На берегу вдруг загоготали гуси, захлопали крыльями, а гусята-поздныши желтыми комочками шустро скатились в воду, спрятались в камышах. Мария подняла голову. Камнем упавший коршун уже распахнул крылья, от неудачи громко захлопал ими и пролетел мимо, низко над камышом, в луга, за тихую речушку. «Тоже живет. Пропитание ищет. Долго же он висел в этом зное», — подумала Мария.
В речушке засуетились вспугнутые обитатели. Мария увидела вынырнувшую под плотик, ошалелую и вздрагивающую усатую мордочку ондатры, засмеялась ей и поднялась. Прополоскала оставшееся белье. Стала собирать с поляны высохшее. Летом она сушила простыни на поляне — хорошо отбеливались на солнце. Собрав все, Мария взяла рыбу и пошла через тальник по тропочке к дому, наказывая себе не забыть вечером отнести Лизе гречки. Больно уж ее Афанасий любит гречневую кашу.
Дома Мария открыла газовый баллон, зажгла плитку, подогрела чай и съела кусок хлеба с маслом. После начала чистить рыбу. Кислое тесто на пирог у нее было уже готово — заквасила еще утром на вечерние оладушки.
Она легко ходила по комнате — половицы тоненько поскрипывали, у ног терся серый пушистый котенок; она все думала о муже и ругала его за то, что снова весной мок в грязи, простужался в кошарах, а годы-то уж не те — к земле клонит, плечи обвяли и столько морщин высыпало. Только он все бодрится. А чего бодриться, если ведро воды корове трудно поднять? Шевелится в груди немецкий осколок. Да так, что иногда Василий Иванович долго лежит, как снулый линь, и жует ртом воздух, а потом отходит, снова возится с овцами, коровами. В квартире у них застарелый запах йода, карболки.
— Что же это я? — подхватилась Мария. — Он и поесть-то ничего с собой не взял.

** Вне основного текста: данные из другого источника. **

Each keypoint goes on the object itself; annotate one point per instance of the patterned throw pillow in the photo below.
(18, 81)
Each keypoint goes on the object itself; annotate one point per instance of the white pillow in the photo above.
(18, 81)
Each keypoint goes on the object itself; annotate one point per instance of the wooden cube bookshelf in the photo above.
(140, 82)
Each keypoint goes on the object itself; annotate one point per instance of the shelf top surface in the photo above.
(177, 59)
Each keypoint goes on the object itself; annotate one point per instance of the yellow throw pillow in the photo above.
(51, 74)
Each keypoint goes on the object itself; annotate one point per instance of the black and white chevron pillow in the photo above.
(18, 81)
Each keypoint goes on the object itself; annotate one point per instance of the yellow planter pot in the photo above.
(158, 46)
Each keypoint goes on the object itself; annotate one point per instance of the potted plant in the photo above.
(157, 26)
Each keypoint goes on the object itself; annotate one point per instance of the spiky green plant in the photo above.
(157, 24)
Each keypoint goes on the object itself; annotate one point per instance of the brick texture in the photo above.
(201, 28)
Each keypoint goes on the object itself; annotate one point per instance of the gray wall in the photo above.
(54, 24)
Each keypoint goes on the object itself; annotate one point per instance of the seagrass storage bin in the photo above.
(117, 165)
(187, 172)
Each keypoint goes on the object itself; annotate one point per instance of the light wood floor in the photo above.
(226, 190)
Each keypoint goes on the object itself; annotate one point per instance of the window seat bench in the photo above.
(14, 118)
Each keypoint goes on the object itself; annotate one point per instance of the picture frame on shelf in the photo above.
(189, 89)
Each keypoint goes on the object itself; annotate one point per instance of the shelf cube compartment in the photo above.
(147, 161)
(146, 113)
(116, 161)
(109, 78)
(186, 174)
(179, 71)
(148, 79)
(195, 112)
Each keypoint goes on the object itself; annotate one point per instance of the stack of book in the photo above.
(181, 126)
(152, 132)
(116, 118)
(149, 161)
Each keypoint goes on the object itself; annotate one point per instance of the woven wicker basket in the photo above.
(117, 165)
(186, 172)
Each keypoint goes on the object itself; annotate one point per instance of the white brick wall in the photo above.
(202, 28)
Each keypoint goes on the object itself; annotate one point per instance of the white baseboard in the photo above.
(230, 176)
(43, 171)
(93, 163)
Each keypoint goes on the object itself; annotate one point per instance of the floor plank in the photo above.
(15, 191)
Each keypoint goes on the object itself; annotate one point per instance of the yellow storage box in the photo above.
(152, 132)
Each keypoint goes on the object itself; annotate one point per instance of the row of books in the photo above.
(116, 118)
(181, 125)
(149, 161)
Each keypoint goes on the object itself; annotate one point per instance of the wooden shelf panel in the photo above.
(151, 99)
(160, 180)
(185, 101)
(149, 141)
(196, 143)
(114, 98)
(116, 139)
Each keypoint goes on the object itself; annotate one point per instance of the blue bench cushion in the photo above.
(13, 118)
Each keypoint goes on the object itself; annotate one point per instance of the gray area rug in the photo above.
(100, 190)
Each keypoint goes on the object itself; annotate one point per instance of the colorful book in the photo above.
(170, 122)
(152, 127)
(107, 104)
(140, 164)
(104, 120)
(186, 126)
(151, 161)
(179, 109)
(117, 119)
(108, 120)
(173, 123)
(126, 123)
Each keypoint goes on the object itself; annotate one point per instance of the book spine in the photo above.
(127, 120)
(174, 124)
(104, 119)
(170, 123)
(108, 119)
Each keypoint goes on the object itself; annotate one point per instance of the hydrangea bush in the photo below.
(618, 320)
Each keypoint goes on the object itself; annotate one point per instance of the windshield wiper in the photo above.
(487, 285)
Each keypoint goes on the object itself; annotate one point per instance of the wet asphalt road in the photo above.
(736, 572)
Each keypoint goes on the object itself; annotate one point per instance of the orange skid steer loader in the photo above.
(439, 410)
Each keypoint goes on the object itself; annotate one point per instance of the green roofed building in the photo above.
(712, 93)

И она представила, как Василий Иванович, умаявшись за день, ляжет спать где-нибудь в летнике, голодный, с ноющей болью в пояснице и ногах и думающий длинные думы о прошлом, о теперешней своей колготной жизни, в то же время прислушиваясь к разбуянившемуся в груди осколку. Мария начала укорять себя за черствость и равнодушие к мужу, появившиеся с годами от его неуживчивого, неспокойного характера. А было время, когда любила она его горячо и бездумно; в теплые, ласковые ночи уводил он ее за деревню, за тихую речушку, в прилужья. Как коротки были те ночи, как хорош он был с нею, истосковавшийся по женской ласке, и как жалел он ее, нежил.
Тут Мария встряхнулась от задумчивости, засуетилась: «Испеку вот пирог, отнесу сама, а заодно оболью-ка сладким чаем три-четыре бутылки, дорогой рассую по муравейникам. За ночь полные наползут. Завтра баньку справлю, пусть ноги попарит, может, и полегчает».
Скоро поспел пирог. Попробовала — вкусно. Переоделась в штапельное платьице рубашечного, прямого покроя. Укутала пирог в газеты, в теплую шаль и побежала.
На плотике бабушка Нэлия била вальком мокрое стеганое одеяло.
— Здравствуй, бабушка Нэлия! — поприветствовала Мария.
Бабушка Нэлия отпустила юбки, сгорбатила ладошку над глазами, глянула будто вдаль:
— Сдрастуй, сдрастуй, Марьям! Далеко?
— К Василию Иванычу. Пирог вот с рыбой понесла.
— А-а, — сказала Нэлия и подобрала юбки на пояс.
Дорога плыла в вечернем зное по-над речушкой, пыльная, глухая.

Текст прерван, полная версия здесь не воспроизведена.